Selon les chiffres publiés, le chiffre d’affaires lié à l’exploitation a progressé de 1 %, tandis que l’activité de construction a enregistré une croissance de 4 %. Parallèlement, l’endettement est passé de 33,14 milliards de dirhams à fin juin 2025 à 34,76 milliards de dirhams à la même période en 2026, soit une hausse d’environ 5 %, représentant près de 1,62 milliard de dirhams supplémentaires en l’espace d’un an.
Les investissements nets cumulés ont, pour leur part, atteint 72,84 milliards de dirhams, en hausse de 2 %. Un montant qui témoigne de l’ampleur des ressources mobilisées pour l’extension et l’entretien du réseau autoroutier ainsi que pour la réalisation des infrastructures. Il met également en lumière le poids des financements et des engagements accumulés, notamment au regard de l’écart important entre le chiffre d’affaires de la société et le niveau de sa dette.
Le chiffre d’affaires social s’est établi à 2,2 milliards de dirhams à fin juin, dont 1,15 milliard réalisé au cours du deuxième trimestre.
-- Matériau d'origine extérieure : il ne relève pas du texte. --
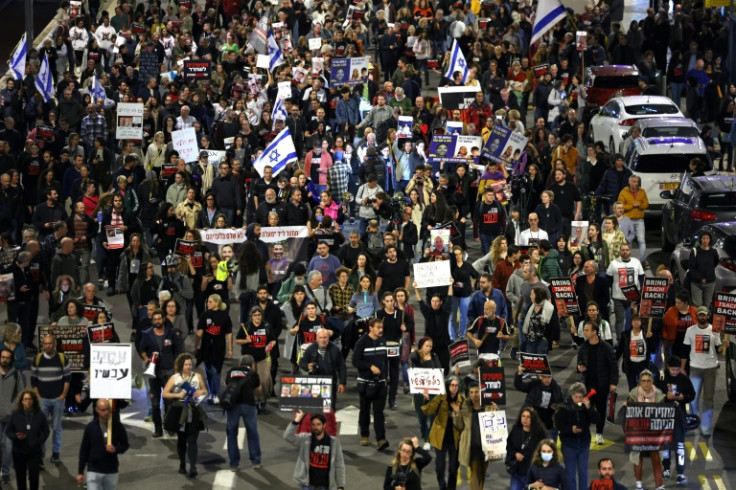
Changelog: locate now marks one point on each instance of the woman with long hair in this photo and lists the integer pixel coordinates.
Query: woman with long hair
(215, 334)
(405, 470)
(523, 439)
(185, 416)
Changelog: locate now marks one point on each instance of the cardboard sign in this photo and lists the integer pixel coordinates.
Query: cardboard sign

Ces résultats confirment la poursuite de l’activité de l’entreprise, alors que la question de son équilibre financier demeure centrale, avec une dette en hausse de 5 % contre une progression de seulement 2 % du chiffre d’affaires.
Au regard de ces chiffres, la Société nationale des autoroutes du Maroc fait face au défi de concilier l’extension de son réseau, le financement de ses investissements et la soutenabilité de son endettement. Alors que le réseau continue de s’étendre et que les investissements s’accumulent, la dette approche désormais les 35 milliards de dirhams, soulevant la question du coût du financement et de la capacité de l’activité future à absorber un tel niveau d’engagements financiers.